Performance Issues #72

yeesian · 2015-09-24T18:10:14Z

I've found the streaming parser to be too slow, mostly because it's maintaining a complicated state machine, and generating lots of objects during the parsing.

I think it's better to just slurp in the data, first, before dealing with the logic within julia. Here's an example:

With this package:

julia> MAP_FILENAME = "tech_square.osm"
"tech_square.osm"

julia> @time nodes, hwys, builds, feats = getOSMData(MAP_FILENAME);
  1.001549 seconds (340.25 k allocations: 1.888 GB, 8.55% gc time)

Under my proposal (implemented here):

julia> @time nodes1 = parseNodes(MAP_FILENAME);
  0.032125 seconds (163.66 k allocations: 10.621 MB, 17.01% gc time)

julia> @time ways1 = parseWays(MAP_FILENAME);
  0.022908 seconds (141.77 k allocations: 8.979 MB)

The differences become significant when processing the following osm file in julia v0.4:

Before:

julia> @time nodes, hwys, builds, feats = getOSMData(MAP_FILENAME);
  2161.987085 seconds (570.21 M allocations: 3.354 TB, 13.85% gc time)

After:

julia> @time nodes = OpenStreetMapParser.parseNodes(MAP_FILENAME);
  49.350339 seconds (244.94 M allocations: 14.512 GB, 9.32% gc time)

julia> @time ways = OpenStreetMapParser.parseWays(MAP_FILENAME);
  50.805148 seconds (209.75 M allocations: 11.937 GB, 23.16% gc time)

The text was updated successfully, but these errors were encountered:

yeesian · 2015-09-24T18:17:02Z

I don't really know how to deal with it in this package though. I'm also leaning towards many other major changes (such as replacing Graphs with LightGraphs, modeling OSM elements more faithfully, and interoperability with DataFrames). Would you prefer for me to get the other package up to speed with most of the functionality here before dropping it in as a replacement, or to maintain a separate fork going forward?

garborg · 2015-09-24T19:18:58Z

That all sounds great to me -- I'd guess with the major switches, it could
be easier to implement and benchmark them in the pared down package at
first.

On Thursday, September 24, 2015, Yeesian Ng [email protected]
wrote:

I don't really know how to deal with it in this package though. I'm also
leaning towards many other major changes (such as replacing Graphs with
LightGraphs, modeling OSM elements more faithfully, and interoperability
with DataFrames). Would you be interested for me to get the other package
https://github.com/yeesian/OpenStreetMapParser.jl up to speed with most
of the functionality here before dropping it in as a replacement, or to
maintain a separate fork going forward?

—
Reply to this email directly or view it on GitHub
#72 (comment)
.

tedsteiner · 2015-09-24T20:59:25Z

I feel like I missed something big here. Are you planning to replace this package entirely?

If there is a faster parser available, why not just incorporate it here instead?

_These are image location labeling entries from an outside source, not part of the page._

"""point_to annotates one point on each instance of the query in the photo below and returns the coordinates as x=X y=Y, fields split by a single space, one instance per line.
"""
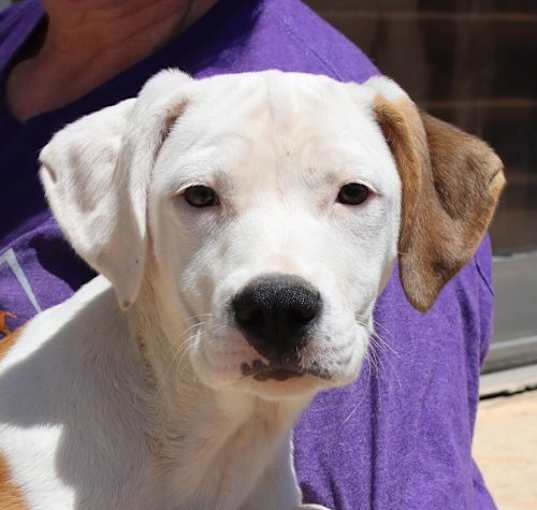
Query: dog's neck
x=197 y=433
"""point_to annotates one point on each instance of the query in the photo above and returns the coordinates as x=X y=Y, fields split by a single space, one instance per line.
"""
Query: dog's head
x=272 y=207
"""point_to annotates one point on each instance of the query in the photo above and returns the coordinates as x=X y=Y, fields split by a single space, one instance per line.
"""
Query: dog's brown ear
x=451 y=182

I can't see anyone arguing against a faster parser that just reads the nodes or ways. The same goes for Graphs vs. LightGraphs -- I think everyone's only preference would be towards something that works well.

I guess my question is, why do you need to fork or start fresh?

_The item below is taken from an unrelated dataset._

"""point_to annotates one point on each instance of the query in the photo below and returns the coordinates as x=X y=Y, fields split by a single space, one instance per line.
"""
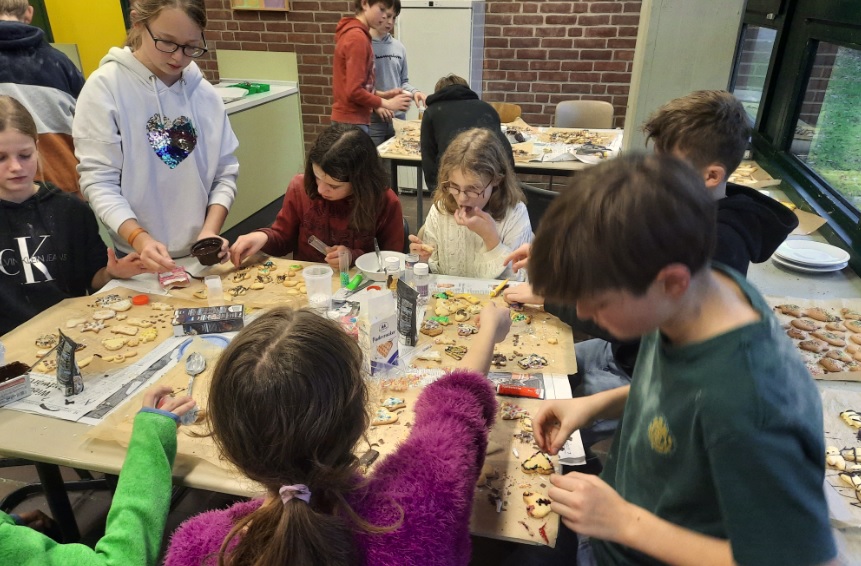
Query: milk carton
x=378 y=329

garborg · 2015-09-24T21:31:27Z

I'm on the road, so I haven't followed the link, but it sounded to me like
a set of refactorings that would be easier to do (and Api easier to
experiment with) with a small core, and this is a bit of a sprawling
package. I assumed that would be temporary. Aside: the one item I still
wouldn't be in favor of is having data frames interop in the core
openstreetmap package.

On Thursday, September 24, 2015, Ted Steiner [email protected]
wrote:

I feel like I missed something big here. Are you planning to replace this
package entirely?

If there is a faster parser available, why not just incorporate it here
instead? I can't see anyone arguing against a faster parser that just reads
the nodes or ways. The same goes for Graphs vs. LightGraphs -- I think
everyone's only preference would be towards something that works well.

I guess my question is, why do you need to fork or start fresh?

—
Reply to this email directly or view it on GitHub
#72 (comment)
.

yeesian · 2015-09-24T22:12:40Z

Sorry I was in a seminar.

No, I don't have any intentions of replacing this package by registering a different package in METADATA. Any changes I'd like to see will still come in incremental PRs to this package.

But I did need to start afresh, for the reasons sean mentioned: to experiment with a smaller core, and see how changes (that are beyond the scope of a PR) would work out in practice. It will be really draining to do multiple major-but-incremental PRs (I have tried) that change both the parsers and the object models simultaneously, while (i) making sure everything else works, (ii) demonstrating why the changes might be necessary, and (iii) maintaining a tidy commit history.

yeesian · 2015-09-24T22:37:19Z

Aside: the one item I still wouldn't be in favor of is having data frames interop in the core openstreetmap package.

There won't be any dataframes operations in the core openstreetmap package. The OSM package/objects should be designed only to reflect the nature of OSM objects, rather than providing sophisticated data operations. The allusion to dataframes is only to allow users to export/convert OSM objects to dataframes (for functionality that OSM will not provide) if they so desire.

garborg · 2015-09-24T22:41:00Z

Oh, I misread. That makes sense.

On Thursday, September 24, 2015, Yeesian Ng [email protected]
wrote:

Aside: the one item I still wouldn't be in favor of is having data frames
interop in the core openstreetmap package.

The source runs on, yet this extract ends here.